##### Learning Objective

- Describe the steps involved in preparing and analyzing a typical set of raw data.
- Differentiate between planned and exploratory data analyses.

Even when you understand the statistics involved, analyzing data can be a complicated process. It is likely that for each of several participants, there are data for several different variables: demographics such as sex and age, one or more independent variables, one or more dependent variables, and perhaps a manipulation check. Furthermore, the “raw” (unanalyzed) data might take several different forms—completed paper-and-pencil questionnaires, computer files filled with numbers or text, videos, or written notes—and these may have to be organized, coded, or combined in some way. There might even be missing, incorrect, or just “suspicious” responses that must be dealt with. In this section, we consider some practical advice to make this process as organized and efficient as possible.
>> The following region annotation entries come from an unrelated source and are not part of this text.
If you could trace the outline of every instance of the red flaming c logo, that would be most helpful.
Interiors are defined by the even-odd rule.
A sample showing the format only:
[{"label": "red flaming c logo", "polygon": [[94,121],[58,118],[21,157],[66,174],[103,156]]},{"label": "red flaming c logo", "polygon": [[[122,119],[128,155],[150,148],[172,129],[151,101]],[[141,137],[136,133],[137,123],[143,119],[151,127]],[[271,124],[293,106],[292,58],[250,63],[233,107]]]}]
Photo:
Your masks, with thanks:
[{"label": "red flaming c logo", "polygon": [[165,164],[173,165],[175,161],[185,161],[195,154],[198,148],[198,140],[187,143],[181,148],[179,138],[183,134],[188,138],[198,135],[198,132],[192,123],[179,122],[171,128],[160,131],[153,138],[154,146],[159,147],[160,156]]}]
## Prepare Your Data for Analysis

Whether your raw data are on paper or in a computer file (or both), there are a few things you should do before you begin analyzing them. First, be sure they do not include any information that might identify individual participants and be sure that you have a secure location where you can store the data and a separate secure location where you can store any consent forms. Unless the data are highly sensitive, a locked room or password-protected computer is usually good enough. It is also a good idea to make photocopies or backup files of your data and store them in yet another secure location—at least until the project is complete. Professional researchers usually keep a copy of their raw data and consent forms for several years in case questions about the procedure, the data, or participant consent arise after the project is completed.
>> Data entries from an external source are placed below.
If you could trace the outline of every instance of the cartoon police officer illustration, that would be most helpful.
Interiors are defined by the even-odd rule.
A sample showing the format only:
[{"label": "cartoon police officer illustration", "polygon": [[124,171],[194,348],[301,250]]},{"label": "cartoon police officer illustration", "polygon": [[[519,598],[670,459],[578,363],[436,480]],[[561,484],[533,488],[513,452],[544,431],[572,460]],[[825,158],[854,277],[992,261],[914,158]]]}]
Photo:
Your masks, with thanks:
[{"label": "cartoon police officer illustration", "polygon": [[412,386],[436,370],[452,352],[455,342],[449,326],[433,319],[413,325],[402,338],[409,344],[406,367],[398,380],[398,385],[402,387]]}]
Next, you should check your **raw data** to make sure that they are complete and appear to have been accurately recorded (whether it was participants, yourself, or a computer program that did the recording). At this point, you might find that there are illegible or missing responses, or obvious misunderstandings (e.g., a response of “12” on a 1-to-10 rating scale). You will have to decide whether such problems are severe enough to make a participant’s data unusable. If information about the main independent or dependent variable is missing, or if several responses are missing or suspicious, you may have to exclude that participant’s data from the analyses. If you do decide to exclude any data, do not throw them away or delete them because you or another researcher might want to see them later. Instead, set them aside and keep notes about why you decided to exclude them because you will need to report this information.

Now you are ready to enter your data in a spreadsheet program or, if it is already in a computer file, to format it for analysis. You can use a general spreadsheet program like Microsoft Excel or a statistical analysis program like SPSS to create your **data file**. (Data files created in one program can usually be converted to work with other programs.) The most common format is for each row to represent a participant and for each column to represent a variable (with the variable name at the top of each column). A sample data file is shown in Table \(\PageIndex{1}\). The first column contains participant identification numbers. This is followed by columns containing demographic information (sex and age), independent variables (mood, four self-esteem items, and the total of the four self-esteem items), and finally dependent variables (intentions and attitudes). Categorical variables can usually be entered as category labels (e.g., “M” and “F” for male and female) or as numbers (e.g., “0” for negative mood and “1” for positive mood). Although category labels are often clearer, some analyses might require numbers. SPSS allows you to enter numbers but also attach a category label to each number.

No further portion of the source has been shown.